Rafael é o centro da vida de Ana há 15 anos. O filho mais novo tem paralesia cerebral, desde que sofreu uma epóxia no parto. E Ana foi obrigada a deixar o trabalho em hotelaria para se dedicar 24 horas por dia ao que chama de seu "amor incondicional": "São 24 sobre 24 horas a viver em função dele", diz Ana.
Só que esse "amor incondicional" e essa dedicação diária significam apenas 180 euros de rendimento mínimo ao final do mês.
"É completamente desajustado ao trabalho e funções que temos. Não temos rotatividade, vida própria. Aguns dias são muito bons, outros terríveis", desabafou com a SÁBADO minutos depois de ter terminado a sua função como cabeleireira de Rafael. Como em casa são apenas ela e Rafael, no fim do mês, esses 180 euros têm significado fazer escolhas: "As contas ficavam sempre para trás: a água, o gás, acumulava um mês de luz com outro".
O uso do pretérito imperfeito (ficavam) não é desajustado. Ana pediu ainda este Verão o estatuto de cuidadora informal e o subsídio que lhe permite mais algum desafogo.
O fôlego que 300 euros dão
Segundo dados enviados à SÁBADO pelo Ministério da Segurança Social a 27 de outubro, foram atribuídos ao todo 102 subsídios, que têm um valor médio de 300 euros.
"Pode trazer algum fôlego financeiro, mas é ínfimo. É uma verba com um valor máximo de 438 euros, a que são deduzidos os complementos que a pessoa cuidada estiver a receber", explica a vice-presidente da Associação Nacional de Cuidadores Informais, Maria Anjos.
"O que consegui foi pôr em dia as contas que tinha para trás", diz Ana, que ainda assim não considera que a retribuição que agora recebe seja "um valor que seja merecedido": "Poupamos milhares ao estado por sermos nós a tomar conta deles. Eu é que faço as intravenosas, as injeções. Poupam-se milhares nos internamentos", vai listando, entre as tarefas que aprendeu ao observar os técnicos de saúde que têm acompanhado Rafael.
Em falta: como será na reforma?
Como Ana vive num dos concelhos-piloto onde o projeto está a ser testado desde junho (a pandemia atrasou em dois meses o seu início), tem prometidas ações de formação. Mas há mais que gostaria que saísse do papel: "Na área do descanso, o apoio psicológico."
E, também, a carreira contributiva com retroativos, que não ficou sequer consagrado na lei que está em vigor.
Essa era também uma exigência da Associação Nacional dos Cuidadores Informais (ANCI) explica à SÁBADO Maria Anjos: "A retroatividade estava em alguns projetos lei", mas não passou. "A maior parte destas pessoas que deixaram agora de cuidar [por morte dos seus familiares] estiveram 5, 10, 15 anos com interrupção na sua atividade e sem direito a coisíssima nenhuma". É o que Ana sente que lhe sucederá.
"Não vou ter direito à reforma, não terei idade para ser integrada no mercado de trabalho.

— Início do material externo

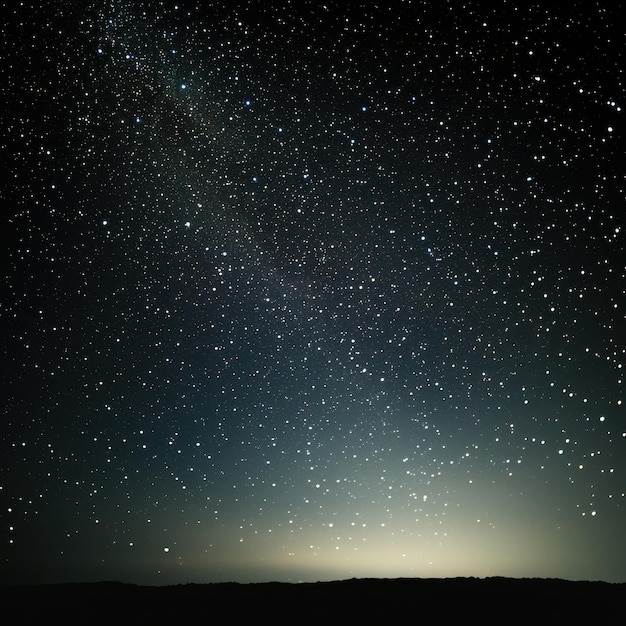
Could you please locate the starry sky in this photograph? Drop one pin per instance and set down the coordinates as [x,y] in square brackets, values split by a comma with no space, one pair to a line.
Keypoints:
[312,290]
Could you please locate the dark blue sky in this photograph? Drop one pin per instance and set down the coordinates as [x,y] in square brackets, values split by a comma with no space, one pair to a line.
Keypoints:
[304,291]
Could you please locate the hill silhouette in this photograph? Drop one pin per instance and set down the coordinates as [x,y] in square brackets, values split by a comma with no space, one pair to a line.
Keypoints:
[354,601]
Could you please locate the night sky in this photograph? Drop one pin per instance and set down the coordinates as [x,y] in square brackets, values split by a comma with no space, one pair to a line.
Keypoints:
[312,290]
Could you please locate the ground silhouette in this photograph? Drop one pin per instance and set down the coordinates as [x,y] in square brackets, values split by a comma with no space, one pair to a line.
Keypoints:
[355,601]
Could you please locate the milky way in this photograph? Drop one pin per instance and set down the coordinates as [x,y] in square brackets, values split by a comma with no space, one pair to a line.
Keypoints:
[306,291]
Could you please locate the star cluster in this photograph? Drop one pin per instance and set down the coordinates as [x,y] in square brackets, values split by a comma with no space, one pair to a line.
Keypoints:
[308,290]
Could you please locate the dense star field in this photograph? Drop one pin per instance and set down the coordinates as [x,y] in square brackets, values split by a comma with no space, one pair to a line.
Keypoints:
[306,291]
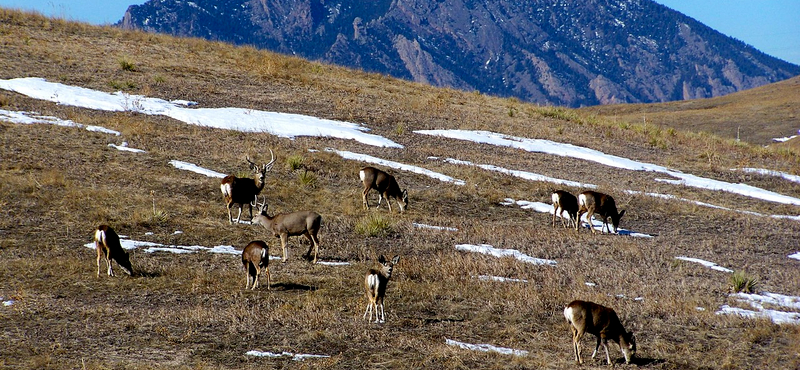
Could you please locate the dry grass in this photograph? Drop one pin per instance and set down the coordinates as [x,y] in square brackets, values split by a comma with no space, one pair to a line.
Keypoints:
[190,311]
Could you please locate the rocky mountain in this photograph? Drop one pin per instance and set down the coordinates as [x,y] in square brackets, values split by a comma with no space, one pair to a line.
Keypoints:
[563,52]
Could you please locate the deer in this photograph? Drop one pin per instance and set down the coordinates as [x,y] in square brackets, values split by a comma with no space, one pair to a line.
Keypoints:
[244,190]
[106,241]
[284,225]
[255,258]
[375,283]
[592,202]
[386,185]
[564,201]
[592,318]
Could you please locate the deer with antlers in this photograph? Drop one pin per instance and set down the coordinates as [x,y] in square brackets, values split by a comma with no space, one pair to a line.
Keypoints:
[244,190]
[106,241]
[375,283]
[385,184]
[285,225]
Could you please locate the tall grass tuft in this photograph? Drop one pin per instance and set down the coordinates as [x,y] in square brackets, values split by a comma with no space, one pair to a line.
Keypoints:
[742,282]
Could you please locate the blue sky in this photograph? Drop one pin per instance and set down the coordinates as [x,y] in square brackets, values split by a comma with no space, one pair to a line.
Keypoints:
[771,26]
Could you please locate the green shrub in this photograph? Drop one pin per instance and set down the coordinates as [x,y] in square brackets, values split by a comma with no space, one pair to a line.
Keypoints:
[127,65]
[743,282]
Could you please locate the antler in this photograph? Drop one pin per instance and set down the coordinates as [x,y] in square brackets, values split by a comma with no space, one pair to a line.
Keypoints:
[252,164]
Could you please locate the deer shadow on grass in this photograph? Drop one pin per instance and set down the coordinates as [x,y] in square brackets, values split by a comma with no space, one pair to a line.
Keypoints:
[644,361]
[292,287]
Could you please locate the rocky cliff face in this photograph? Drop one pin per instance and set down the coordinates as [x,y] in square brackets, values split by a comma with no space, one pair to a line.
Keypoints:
[563,52]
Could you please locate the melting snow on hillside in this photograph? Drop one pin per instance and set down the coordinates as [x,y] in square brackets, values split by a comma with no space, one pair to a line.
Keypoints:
[486,348]
[29,118]
[397,165]
[239,119]
[757,302]
[573,151]
[501,252]
[708,264]
[294,356]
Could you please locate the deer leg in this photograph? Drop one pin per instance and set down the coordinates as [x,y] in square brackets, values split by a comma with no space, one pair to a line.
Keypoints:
[230,217]
[314,245]
[269,281]
[239,216]
[369,310]
[608,357]
[578,224]
[97,246]
[380,199]
[246,276]
[576,343]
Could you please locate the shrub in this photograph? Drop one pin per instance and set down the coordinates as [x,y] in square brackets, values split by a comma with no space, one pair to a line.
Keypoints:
[307,178]
[294,162]
[743,282]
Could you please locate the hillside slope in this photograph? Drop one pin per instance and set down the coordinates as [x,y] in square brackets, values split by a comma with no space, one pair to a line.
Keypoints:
[190,309]
[756,116]
[568,53]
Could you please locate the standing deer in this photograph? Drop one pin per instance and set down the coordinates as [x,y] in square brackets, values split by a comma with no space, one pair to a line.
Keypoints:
[244,190]
[592,318]
[564,201]
[285,225]
[592,202]
[375,283]
[385,184]
[106,241]
[255,257]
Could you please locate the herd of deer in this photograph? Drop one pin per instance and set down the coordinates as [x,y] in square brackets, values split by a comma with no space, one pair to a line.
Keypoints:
[583,316]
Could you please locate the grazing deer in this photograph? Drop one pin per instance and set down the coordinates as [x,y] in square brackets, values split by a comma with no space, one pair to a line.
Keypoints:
[564,201]
[592,202]
[255,257]
[285,225]
[244,190]
[106,241]
[592,318]
[385,184]
[375,282]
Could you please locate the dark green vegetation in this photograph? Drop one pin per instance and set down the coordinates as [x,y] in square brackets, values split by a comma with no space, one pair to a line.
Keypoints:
[191,311]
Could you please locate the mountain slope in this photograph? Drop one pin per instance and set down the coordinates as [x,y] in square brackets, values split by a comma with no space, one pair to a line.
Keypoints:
[756,116]
[571,53]
[189,310]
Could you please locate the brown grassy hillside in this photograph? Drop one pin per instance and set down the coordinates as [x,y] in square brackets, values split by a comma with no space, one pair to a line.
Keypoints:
[191,311]
[756,116]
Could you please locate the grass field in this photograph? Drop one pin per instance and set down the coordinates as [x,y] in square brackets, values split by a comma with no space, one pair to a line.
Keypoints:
[191,310]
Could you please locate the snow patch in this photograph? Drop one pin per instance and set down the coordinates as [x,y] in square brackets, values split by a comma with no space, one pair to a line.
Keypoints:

E é muito injusto. Será acabar à porta da Cáritas ou do Banco Alimentar com um subsídio de sobrevivência", lamenta-se.
Mais de 2.500 pedidos
Segundo o Ministério do Trabalho e da Segurança Social, foram apresentados até ao momento 2.559 requerimentos ao estatuto de cuidador informal em todo o país. Desses, estão deferidos 530 (ou seja, 20% dos pedidos foram até agora aceites). Nos 30 concelhos que estão com projetos-piloto, foram apresentados 775 e 227 estão deferidos.
Cuidadores informais vão receber apoio máximo de €343,50
Portaria publicada em Diário da República permite o início de projetos-piloto em 30 concelhos de todo o país a partir do dia 1 de abril. - Portugal , Sábado.
A mesma fonte oficial assume que "a implementação do estatuto do cuidador informal foi naturalmente afetado pela situação de pandemia", mas que foram tomadas algumas medidas para "minorar este efeito e acelerar a atribuição".
Entre elas: a dispensa da declaração médica quanto ao consentimento da pessoa cuidada, da diminuição para 30 dias do prazo de decisão da Segurança Social e da eliminação da necessidade de atestado médico que certifique que o requerente possui condições físicas e psicológicas adequadas.
Burocracia e algum desconhecimento
Maria Anjos, vice-presidente da ANCI, aponta algumas dificuldades para as 140 mil pessoas que estão a receber apoios (subsídios ou suplementos) e que deveriam pedir o reconhecimento como cuidadores informais.
Por um lado, "no interior [do País] as pessoas nem sequer sabem que foi aprovado". Por outro, à falta de informação soma-se "a relutância" de algumas pessoas em aceitar que devem ir a tribunal pedir o estatuto de maior acompanhado quando as pessoas de quem cuidam não conseguem elas próprias passar um consentimento (obrigatório para pedir o estatuto). É um reconhecimento da incapacidade dos seus que não estão ainda dispostos a aceitar.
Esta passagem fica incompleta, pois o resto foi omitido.